2010-09-13 22:53:13 | 子牛

年間500~600頭の肥育素牛を導入していると、導入して2~3ヶ月以内で、ヘモフィルスやRSウイルスが原因による疾患で死亡させることが珍しくない。
その都度、市場開設者宛にクレームを付けて確実に接種したかを問い合わせるのであるが、確実に接種しているので、市場や生産者の責任はないという回答が届く。
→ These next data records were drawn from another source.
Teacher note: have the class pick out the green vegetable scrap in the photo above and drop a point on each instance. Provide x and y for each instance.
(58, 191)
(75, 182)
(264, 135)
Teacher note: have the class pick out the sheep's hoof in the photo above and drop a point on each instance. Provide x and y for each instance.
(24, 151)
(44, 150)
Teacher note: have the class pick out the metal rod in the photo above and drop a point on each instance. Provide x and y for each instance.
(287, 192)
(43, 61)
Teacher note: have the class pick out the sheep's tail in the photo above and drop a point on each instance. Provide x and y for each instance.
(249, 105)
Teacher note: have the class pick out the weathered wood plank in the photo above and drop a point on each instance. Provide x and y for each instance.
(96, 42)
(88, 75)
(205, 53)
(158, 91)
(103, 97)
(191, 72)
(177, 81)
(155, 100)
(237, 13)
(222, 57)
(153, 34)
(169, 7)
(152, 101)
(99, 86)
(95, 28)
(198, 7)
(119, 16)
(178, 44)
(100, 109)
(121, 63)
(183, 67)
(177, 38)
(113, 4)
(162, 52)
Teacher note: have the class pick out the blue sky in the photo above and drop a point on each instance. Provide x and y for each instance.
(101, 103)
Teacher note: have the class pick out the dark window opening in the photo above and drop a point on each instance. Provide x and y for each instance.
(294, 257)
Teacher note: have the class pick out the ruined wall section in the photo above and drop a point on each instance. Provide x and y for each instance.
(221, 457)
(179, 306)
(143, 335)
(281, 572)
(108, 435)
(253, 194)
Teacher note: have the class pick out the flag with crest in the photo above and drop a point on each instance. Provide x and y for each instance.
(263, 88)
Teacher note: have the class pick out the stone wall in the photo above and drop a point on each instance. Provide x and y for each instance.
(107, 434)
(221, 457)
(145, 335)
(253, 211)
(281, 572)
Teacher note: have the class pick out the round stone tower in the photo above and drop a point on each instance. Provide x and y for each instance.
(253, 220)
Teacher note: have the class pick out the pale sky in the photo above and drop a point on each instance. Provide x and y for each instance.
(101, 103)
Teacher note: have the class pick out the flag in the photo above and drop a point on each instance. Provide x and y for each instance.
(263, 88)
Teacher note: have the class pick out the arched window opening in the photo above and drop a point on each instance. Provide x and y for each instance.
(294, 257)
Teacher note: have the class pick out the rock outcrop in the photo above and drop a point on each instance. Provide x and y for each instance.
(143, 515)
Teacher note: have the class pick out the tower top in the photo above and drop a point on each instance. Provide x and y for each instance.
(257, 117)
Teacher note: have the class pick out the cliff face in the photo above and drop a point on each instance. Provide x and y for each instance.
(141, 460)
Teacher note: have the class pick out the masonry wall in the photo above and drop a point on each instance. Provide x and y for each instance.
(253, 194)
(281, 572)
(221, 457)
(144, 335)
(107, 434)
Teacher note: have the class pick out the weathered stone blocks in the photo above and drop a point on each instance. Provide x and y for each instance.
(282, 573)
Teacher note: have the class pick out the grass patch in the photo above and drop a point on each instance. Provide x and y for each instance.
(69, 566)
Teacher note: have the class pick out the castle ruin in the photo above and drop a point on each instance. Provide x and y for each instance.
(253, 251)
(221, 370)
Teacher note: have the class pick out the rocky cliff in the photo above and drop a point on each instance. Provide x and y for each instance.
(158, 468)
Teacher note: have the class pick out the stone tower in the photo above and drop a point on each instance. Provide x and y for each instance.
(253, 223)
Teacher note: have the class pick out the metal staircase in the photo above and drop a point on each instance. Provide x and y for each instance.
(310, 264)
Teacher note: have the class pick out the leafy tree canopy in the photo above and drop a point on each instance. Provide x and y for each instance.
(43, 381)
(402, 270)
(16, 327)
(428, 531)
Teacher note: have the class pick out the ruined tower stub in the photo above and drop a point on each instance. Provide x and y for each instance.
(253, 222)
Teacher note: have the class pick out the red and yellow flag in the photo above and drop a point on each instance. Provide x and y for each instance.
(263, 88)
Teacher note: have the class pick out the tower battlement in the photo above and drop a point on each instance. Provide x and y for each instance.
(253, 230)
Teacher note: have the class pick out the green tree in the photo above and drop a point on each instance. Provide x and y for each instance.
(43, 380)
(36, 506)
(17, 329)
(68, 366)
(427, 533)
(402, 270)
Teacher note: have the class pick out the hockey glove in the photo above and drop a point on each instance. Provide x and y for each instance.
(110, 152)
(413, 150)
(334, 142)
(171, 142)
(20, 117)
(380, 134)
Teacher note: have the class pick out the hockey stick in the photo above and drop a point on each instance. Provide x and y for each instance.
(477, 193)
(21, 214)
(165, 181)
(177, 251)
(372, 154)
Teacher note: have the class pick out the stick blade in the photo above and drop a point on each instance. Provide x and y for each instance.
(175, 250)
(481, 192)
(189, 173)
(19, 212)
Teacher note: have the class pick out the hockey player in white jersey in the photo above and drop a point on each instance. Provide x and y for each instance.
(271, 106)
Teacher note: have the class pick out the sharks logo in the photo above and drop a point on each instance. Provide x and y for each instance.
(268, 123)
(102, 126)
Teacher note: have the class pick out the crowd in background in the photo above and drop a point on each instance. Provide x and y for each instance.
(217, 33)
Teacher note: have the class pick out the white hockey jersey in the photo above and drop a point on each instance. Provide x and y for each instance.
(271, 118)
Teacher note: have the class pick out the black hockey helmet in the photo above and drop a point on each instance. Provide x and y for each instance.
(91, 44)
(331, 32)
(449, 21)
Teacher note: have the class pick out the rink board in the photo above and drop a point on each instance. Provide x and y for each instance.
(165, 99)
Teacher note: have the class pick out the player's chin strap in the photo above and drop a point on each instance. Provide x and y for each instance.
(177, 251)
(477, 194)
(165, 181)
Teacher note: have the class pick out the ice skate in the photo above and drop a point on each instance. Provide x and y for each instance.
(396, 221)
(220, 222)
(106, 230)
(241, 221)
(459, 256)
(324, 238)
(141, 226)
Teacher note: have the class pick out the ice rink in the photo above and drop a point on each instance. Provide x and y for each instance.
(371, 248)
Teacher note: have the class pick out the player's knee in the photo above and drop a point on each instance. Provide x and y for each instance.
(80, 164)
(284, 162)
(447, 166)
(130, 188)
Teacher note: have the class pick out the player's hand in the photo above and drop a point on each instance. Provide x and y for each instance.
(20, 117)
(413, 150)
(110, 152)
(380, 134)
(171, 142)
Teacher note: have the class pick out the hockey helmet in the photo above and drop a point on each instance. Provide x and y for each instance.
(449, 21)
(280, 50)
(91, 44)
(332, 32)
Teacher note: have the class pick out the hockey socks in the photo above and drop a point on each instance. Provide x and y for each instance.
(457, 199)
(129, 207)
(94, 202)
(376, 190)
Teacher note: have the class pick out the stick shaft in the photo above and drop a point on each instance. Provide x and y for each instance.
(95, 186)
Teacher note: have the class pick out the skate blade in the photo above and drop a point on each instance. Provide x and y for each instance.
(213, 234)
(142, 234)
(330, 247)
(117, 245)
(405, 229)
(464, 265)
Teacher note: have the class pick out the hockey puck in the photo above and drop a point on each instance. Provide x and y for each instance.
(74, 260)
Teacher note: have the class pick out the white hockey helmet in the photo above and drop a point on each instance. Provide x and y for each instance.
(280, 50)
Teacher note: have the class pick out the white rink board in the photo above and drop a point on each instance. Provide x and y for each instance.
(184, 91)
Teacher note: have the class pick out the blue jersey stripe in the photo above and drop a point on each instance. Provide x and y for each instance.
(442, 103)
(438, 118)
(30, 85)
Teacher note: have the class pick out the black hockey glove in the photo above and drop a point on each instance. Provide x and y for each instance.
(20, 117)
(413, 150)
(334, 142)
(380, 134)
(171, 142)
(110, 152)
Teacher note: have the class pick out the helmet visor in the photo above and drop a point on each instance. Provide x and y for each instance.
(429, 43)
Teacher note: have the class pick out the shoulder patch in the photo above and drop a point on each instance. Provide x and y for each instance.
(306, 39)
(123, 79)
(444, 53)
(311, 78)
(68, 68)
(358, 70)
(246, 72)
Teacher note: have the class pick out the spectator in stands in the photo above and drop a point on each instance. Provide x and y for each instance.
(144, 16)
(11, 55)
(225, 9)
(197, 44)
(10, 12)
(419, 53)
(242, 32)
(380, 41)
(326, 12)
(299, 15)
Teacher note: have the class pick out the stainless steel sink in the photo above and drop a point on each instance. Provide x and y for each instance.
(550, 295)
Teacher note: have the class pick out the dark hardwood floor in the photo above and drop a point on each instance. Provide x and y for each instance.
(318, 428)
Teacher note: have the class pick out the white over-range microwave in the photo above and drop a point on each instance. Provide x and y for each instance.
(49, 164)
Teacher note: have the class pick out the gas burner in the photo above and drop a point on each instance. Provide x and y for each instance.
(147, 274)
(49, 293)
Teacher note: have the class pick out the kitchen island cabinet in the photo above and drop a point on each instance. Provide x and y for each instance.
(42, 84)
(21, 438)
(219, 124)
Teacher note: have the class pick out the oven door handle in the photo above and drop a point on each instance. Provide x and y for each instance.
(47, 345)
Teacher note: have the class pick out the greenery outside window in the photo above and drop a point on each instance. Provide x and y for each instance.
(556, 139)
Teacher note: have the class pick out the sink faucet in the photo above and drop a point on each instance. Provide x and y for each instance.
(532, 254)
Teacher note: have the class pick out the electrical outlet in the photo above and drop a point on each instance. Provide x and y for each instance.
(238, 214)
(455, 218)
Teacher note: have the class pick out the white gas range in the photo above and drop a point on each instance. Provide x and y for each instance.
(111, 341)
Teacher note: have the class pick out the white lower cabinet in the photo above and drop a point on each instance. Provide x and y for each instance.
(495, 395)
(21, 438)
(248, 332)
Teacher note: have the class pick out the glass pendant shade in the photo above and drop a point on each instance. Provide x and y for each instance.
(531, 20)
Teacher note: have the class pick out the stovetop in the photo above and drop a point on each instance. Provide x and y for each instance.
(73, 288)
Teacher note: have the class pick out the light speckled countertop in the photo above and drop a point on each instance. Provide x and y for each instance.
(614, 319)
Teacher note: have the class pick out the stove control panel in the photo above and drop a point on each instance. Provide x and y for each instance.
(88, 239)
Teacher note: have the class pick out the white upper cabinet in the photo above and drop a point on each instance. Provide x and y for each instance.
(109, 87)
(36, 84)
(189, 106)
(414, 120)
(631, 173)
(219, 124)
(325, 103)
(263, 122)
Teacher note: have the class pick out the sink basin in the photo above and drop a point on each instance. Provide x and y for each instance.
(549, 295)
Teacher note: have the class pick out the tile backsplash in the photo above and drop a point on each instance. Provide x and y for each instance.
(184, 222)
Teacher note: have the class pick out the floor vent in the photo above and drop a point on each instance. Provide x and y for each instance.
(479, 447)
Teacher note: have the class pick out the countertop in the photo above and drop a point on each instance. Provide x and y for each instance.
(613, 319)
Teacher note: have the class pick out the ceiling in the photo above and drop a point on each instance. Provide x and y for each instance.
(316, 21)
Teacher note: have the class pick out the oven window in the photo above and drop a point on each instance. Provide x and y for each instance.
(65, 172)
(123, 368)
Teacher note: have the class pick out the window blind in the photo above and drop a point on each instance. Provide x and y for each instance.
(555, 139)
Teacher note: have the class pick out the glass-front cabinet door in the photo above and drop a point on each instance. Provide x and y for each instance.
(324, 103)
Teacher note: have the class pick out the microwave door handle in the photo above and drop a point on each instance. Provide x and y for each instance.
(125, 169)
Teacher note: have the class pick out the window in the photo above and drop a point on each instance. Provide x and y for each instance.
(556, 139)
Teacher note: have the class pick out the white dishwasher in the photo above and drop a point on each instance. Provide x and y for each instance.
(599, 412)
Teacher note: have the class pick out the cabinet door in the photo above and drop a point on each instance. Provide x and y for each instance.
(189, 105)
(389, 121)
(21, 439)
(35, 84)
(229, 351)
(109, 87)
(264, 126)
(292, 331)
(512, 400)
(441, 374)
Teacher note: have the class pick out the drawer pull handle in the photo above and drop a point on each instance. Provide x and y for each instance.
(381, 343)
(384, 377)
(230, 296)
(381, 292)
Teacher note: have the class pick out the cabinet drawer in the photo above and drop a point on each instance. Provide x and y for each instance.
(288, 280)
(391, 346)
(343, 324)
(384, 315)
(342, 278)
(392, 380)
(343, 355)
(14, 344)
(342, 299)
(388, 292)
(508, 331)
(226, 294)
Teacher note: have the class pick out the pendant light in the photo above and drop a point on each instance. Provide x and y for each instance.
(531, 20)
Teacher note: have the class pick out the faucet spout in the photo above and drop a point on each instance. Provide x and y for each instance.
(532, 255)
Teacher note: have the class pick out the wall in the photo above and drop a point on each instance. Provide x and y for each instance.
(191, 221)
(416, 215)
多くの場合、このような水掛け論で、泣き寝入りせざるを得ない状況である。
宮崎県や岩手県の場合は、市場名簿の説明メモに五種混合とヘモフイルスワクチンは全頭接種済みであると記述してあるのみである。
鹿児島県と京都府では、子牛登記書の裏にワクチン名と接種日が記録されている。
京都府の場合は、それに加えて接種した獣医師の署名付きである。
生産県により、その対応はまちまちである。
導入直後、2回目のヘモフイルスを接種する場合、鹿児島県や京都府産の子牛の場合は、前回の接種日が記されていることから、接種間隔が割り出せて、躊躇無く対応できる。
その他の県の場合、競り市直前に接種されていれば、導入直後に2回目の接種では、その間隔が短すぎることになる。
これらの産地の場合、予測しながら接種している状態である。
本来ポジティブリストやトレサビリティーの記録を全うする上では、いつ、どこで、誰が、何を接種したかを記録しなければならないはずである。
また、何らかの原因不明の疾患が発症した場合、家畜保健所へ採血などで原因調査を依頼することがあり、その際、接したワクチン等の詳細を聞かれることがある。
これらのことを考慮に入れれば、鹿児島県や京都府の場合は、問題のない対応がなされている。
頭数を日本一抱えている鹿児島県のケースをして、頭数が多いから面倒などとは、他の産地ではいえないはずである。
これが、購買者つまり消費者へのサービスであり、疾病記録の提出まで要望はしないが、関係者のまじめな取り組みを期待している次第である。